23. L’opération Bouclier défensif a commencé le 29 mars, avec une incursion à Ramallah, au cours de laquelle les Forces de défense israéliennes ont saisi la plupart des bâtiments du complexe du siège du Président Arafat. Les opérations se sont poursuivies à Tulkarem et à Qalqiliya le 1er avril, à Bethléem le 2 et à Djénine et Naplouse le 3. À la date du 3 avril, six des plus grandes villes de la Cisjordanie et les petites villes, villages et camps de réfugiés avoisinants, étaient occupés par les militaires israéliens. Les FDI ont annoncé la fin officielle de l’opération le 21 avril, quand elles ont achevé de se retirer de Naplouse et de certaines parties de Ramallah, tout en poursuivant les négociations pour lever le siège à la basilique de la Nativité à Bethléem. De manière générale, lorsque les FDI se sont retirées des villes palestiniennes, elles n’ont pas regagné leurs positions d’avant 29 mars, mais plutôt des positions à partir desquelles elles encerclaient les villes. Depuis lors, les FDI ont fait de nouvelles incursions dans un grand nombre de villes palestiniennes dont elles s’étaient retirées à la fin de l’opération Bouclier défensif et, au moment de l’élaboration du présent rapport, elles étaient rentrées dans de nombreuses villes palestiniennes.

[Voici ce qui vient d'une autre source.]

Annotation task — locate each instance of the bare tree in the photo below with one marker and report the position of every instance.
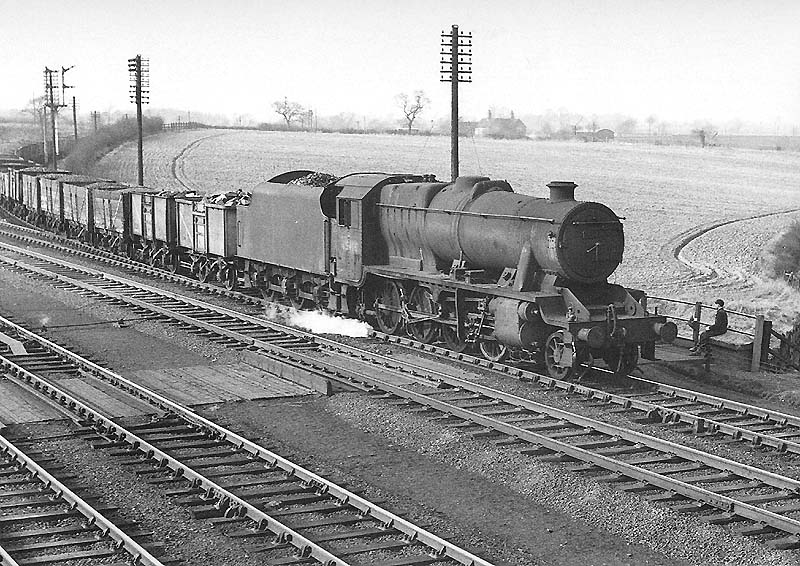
(651, 119)
(289, 110)
(412, 107)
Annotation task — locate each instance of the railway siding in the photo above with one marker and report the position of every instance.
(158, 440)
(690, 481)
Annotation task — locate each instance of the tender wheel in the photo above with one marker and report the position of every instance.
(388, 312)
(622, 361)
(271, 295)
(204, 272)
(493, 350)
(583, 362)
(554, 351)
(422, 304)
(451, 339)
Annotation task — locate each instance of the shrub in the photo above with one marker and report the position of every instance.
(91, 148)
(786, 251)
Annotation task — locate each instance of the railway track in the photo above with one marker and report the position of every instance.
(288, 513)
(42, 521)
(673, 406)
(720, 490)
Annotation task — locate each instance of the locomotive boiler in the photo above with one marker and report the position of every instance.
(513, 274)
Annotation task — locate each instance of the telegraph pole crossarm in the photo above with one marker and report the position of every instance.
(456, 67)
(139, 72)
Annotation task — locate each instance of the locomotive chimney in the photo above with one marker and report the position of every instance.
(561, 191)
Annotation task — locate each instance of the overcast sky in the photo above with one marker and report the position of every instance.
(680, 60)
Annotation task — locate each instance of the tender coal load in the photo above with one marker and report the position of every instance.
(314, 180)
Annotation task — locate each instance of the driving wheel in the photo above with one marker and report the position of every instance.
(556, 354)
(422, 304)
(388, 312)
(622, 360)
(451, 339)
(493, 350)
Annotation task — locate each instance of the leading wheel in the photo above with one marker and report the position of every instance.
(227, 276)
(421, 304)
(622, 360)
(557, 354)
(493, 350)
(388, 312)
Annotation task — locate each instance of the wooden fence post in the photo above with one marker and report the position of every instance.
(758, 344)
(698, 312)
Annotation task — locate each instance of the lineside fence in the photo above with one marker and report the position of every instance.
(750, 338)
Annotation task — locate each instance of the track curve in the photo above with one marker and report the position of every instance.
(704, 273)
(177, 166)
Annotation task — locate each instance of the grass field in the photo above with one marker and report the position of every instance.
(14, 134)
(661, 191)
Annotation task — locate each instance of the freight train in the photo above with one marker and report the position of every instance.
(469, 263)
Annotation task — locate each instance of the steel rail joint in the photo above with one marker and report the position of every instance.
(139, 553)
(6, 559)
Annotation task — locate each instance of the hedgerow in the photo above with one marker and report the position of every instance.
(90, 148)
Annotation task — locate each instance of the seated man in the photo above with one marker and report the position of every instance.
(719, 328)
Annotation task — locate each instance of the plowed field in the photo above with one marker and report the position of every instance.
(662, 191)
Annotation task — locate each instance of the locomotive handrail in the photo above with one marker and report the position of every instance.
(465, 212)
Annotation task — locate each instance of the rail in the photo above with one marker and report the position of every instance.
(754, 340)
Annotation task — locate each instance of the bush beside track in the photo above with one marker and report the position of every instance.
(89, 149)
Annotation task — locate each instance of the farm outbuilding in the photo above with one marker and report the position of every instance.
(504, 128)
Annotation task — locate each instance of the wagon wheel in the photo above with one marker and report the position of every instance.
(422, 303)
(299, 302)
(554, 351)
(451, 340)
(204, 272)
(622, 360)
(171, 261)
(197, 262)
(155, 258)
(493, 350)
(388, 309)
(226, 275)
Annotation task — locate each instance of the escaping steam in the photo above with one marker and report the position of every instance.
(317, 322)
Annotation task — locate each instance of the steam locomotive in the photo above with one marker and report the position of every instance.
(469, 263)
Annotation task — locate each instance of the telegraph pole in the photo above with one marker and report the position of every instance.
(456, 68)
(64, 87)
(74, 118)
(52, 100)
(139, 73)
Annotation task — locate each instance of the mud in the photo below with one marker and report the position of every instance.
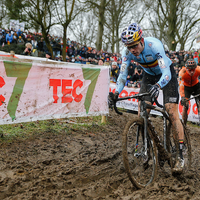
(86, 165)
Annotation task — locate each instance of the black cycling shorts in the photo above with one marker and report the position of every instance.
(170, 91)
(194, 90)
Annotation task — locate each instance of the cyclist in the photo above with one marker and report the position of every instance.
(158, 71)
(188, 84)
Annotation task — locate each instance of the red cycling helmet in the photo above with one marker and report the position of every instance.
(190, 64)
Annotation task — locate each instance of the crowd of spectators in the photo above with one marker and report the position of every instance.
(34, 45)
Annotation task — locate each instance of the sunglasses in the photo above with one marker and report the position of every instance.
(133, 46)
(191, 70)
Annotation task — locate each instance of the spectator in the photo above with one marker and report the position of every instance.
(100, 62)
(48, 55)
(9, 38)
(114, 73)
(77, 60)
(14, 39)
(20, 41)
(28, 50)
(195, 57)
(1, 36)
(181, 62)
(3, 40)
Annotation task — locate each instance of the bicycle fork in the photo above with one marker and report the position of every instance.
(144, 139)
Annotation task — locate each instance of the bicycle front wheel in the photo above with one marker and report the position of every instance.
(173, 147)
(140, 166)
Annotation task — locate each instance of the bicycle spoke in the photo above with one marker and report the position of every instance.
(140, 164)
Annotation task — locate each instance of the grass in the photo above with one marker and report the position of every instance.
(22, 131)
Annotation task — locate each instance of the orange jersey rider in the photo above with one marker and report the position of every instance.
(188, 84)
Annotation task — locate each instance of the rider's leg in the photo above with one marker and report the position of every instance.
(184, 114)
(177, 127)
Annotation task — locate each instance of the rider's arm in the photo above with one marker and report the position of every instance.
(121, 81)
(164, 63)
(181, 85)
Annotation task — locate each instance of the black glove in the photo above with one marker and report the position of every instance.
(184, 102)
(154, 91)
(112, 98)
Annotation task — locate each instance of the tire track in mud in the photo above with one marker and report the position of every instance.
(86, 166)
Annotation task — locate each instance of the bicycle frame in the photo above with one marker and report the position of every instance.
(144, 114)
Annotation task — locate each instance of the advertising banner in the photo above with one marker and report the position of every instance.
(32, 91)
(132, 104)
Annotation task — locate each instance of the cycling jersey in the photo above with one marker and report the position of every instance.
(186, 80)
(152, 59)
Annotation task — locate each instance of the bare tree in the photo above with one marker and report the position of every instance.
(121, 13)
(42, 13)
(100, 7)
(85, 29)
(174, 22)
(3, 11)
(66, 11)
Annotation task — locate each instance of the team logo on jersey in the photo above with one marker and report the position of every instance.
(158, 56)
(163, 82)
(138, 57)
(124, 59)
(149, 57)
(123, 67)
(161, 63)
(167, 77)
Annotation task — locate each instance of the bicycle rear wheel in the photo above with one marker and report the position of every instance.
(173, 147)
(141, 168)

24. Il est possible de faire quelques observations généralement applicables au sujet des incursions des FDI durant l’opération Bouclier défensif. À chaque occasion, les soldats, les chars et les véhicules blindés israéliens ont pénétré dans les villes et les FDI ont imposé un couvre-feu aux populations civiles. À chaque occasion, les FDI sont aussi entrées dans les villages et les camps de réfugiés voisins. Elles ont déclaré les villes dans lesquelles elles avaient pénétré " zones militaires spéciales fermées ", et ont imposé des restrictions aux déplacements du personnel international, y compris le personnel humanitaire et médical ainsi que les observateurs des droits de l’homme et les journalistes, ou les ont entièrement interdits à certains moments. Du fait de ces restrictions, y compris les couvre-feux imposés 24 heures sur 24 tout au long des incursions, à part des levées périodiques, les populations civiles des villes ont dû faire face à d’énormes difficultés aggravées dans certains endroits par les combats violents qui se sont produits au cours de l’opération. Comme au cours de la première vague d’incursions du 27 avril au 14 mars, décrite plus haut, les FDI ont maintes fois eu recours, durant l’opération Bouclier défensif, aux armes lourdes dans des zones civiles palestiniennes.

25. Au cours de chacune de leurs incursions, les FDI ont arrêté des Palestiniens qui, selon elles, étaient impliqués dans des actions armées contre Israël, notamment des attaques-suicide à la bombe et d’autres attaques terroristes dirigées contre des civils israéliens. Au cours de la plupart de ces incursions, les FDI ont également détruit des infrastructures qui, selon elles, faisaient partie de la capacité opérationnelle de groupes militants, ainsi que l’infrastructure des services de sécurité de l’Autorité palestinienne. En outre, la capacité civile de l’Autorité palestinienne et des biens privés ont subi des dommages considérables.

26. Ce ne sont pas seulement les déplacements des Palestiniens qui ont fait l’objet de restrictions au cours de l’opération Bouclier défensif. Dans de nombreux cas, le personnel des organismes humanitaires n’a pas non plus pu atteindre les personnes en détresse pour évaluer la situation et apporter l’assistance nécessaire du fait que les villes, les camps de réfugiés et les villages étaient bouclés. On a également relevé des cas où les forces israéliennes n’ont pas respecté la neutralité du personnel médical et humanitaire et ont attaqué des ambulances.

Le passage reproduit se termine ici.